President Barack Obama's fellow Democrats in the Senate on Wednesday won passage of a bill to renew tax cuts for tens of millions of Americans while letting some rates rise for the wealthiest, in a symbolic vote.

The legislation, certain to be rejected by the Republican-controlled House of Representatives, lets Democrats claim in advance of the November 6 elections that they passed tax cuts for most Americans only to be stymied by Republicans.

"We're in the middle of a partisan war all wound up in the crucible of an election year for president," Democratic Senator Bill Nelson said.

The Senate rejected a Republican alternative with the help of at least two Republicans. That bill would have extended the lower rates for all income levels including earnings above the $250,000 threshold.

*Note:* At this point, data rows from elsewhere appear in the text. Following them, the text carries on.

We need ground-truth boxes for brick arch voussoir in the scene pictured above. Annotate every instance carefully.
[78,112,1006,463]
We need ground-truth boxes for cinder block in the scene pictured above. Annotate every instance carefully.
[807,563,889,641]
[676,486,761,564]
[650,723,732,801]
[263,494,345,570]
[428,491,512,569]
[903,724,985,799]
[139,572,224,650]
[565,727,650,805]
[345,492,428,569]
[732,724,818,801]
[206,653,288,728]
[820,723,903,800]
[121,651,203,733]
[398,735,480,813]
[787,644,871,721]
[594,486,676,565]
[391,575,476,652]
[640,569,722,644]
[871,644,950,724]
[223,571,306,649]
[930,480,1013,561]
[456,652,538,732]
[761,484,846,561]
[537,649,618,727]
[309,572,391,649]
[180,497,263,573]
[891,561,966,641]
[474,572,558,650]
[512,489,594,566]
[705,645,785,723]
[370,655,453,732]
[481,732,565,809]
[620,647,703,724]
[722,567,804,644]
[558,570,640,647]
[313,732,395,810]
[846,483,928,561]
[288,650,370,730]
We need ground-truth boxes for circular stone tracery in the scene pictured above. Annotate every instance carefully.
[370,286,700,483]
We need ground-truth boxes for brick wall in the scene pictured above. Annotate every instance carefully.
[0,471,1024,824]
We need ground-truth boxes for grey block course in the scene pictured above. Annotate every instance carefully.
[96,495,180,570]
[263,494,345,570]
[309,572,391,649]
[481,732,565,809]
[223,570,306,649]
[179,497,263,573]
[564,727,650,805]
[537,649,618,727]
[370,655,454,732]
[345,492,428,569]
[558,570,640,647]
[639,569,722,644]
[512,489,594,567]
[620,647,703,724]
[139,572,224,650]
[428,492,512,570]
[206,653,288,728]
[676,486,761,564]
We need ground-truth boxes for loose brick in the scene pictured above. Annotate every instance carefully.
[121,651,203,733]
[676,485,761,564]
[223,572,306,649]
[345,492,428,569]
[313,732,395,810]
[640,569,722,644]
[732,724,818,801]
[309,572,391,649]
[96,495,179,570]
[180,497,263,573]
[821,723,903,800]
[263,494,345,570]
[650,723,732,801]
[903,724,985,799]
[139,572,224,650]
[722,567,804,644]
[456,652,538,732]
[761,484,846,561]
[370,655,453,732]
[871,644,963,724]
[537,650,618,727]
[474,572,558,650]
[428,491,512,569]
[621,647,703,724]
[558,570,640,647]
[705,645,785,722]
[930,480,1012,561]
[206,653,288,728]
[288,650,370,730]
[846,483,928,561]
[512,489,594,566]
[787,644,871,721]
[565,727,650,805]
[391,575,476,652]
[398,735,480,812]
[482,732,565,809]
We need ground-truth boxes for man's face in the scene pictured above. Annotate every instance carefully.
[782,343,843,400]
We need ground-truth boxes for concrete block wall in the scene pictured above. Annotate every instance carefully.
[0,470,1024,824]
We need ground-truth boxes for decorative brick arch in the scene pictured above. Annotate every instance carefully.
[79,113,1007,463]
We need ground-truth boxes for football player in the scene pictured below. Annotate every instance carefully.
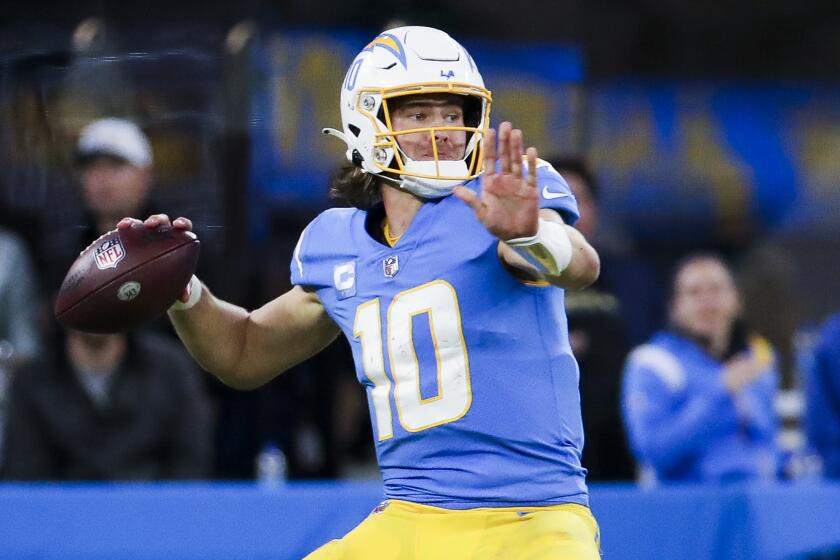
[120,27,599,560]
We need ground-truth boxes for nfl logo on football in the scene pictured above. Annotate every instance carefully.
[93,237,125,270]
[382,255,400,278]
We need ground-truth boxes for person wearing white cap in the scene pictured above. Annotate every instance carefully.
[76,118,152,235]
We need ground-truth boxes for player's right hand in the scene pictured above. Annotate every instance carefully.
[117,214,192,231]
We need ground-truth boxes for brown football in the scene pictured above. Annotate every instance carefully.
[55,223,199,333]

House Republicans will advance their own symbolic bill next week extending the lower rates for all income levels. Neither bill is expected to become law.

The real movement on U.S. tax policy likely will play out in the weeks after the elections and before the scheduled December 31 expiration of tax cuts signed by former President George W. Bush.

The Democratic legislation advances Obama's re-election theme that the nation's fiscal and economic woes should be healed with more sacrifice by the wealthy - those making more than $250,000 in adjusted income a year.

Democrats and Republicans have jousted all year over the idea, with Republicans arguing it would choke off job growth at a time of high unemployment.

Senate Majority Leader Harry Reid, a Democrat, argued, "The majority of Americans ... agree taxes should remain low for the middle class and the top 2 percent should pay their fair share to reduce the deficit."

Under the Democrats' bill, the Bush tax cuts would be extended through 2013, except on some income of the highest earners.

Income beyond the $250,000 threshold would be taxed at either 36 percent or 39.6 percent. That would be up from the current 33 percent and 36 percent for the top two income groups.

The Democratic bill is estimated to raise about $50 billion a year at a time of federal budget deficits that have been topping $1 trillion annually.

But the Senate cannot under the U.S. Constitution originate a tax measure -- that can only be done in the House -- which means the House will "blue slip" the Senate bill, or kill it.

"Ordinarily, Republicans would do everything we can to keep a plan as damaging as the Democrats' plan from passing," Senate Minority Leader Mitch McConnell said. "The only reason we won't block it today," he added, "is that we know it doesn't pass constitutional muster and won't become law, because it didn't originate in the House."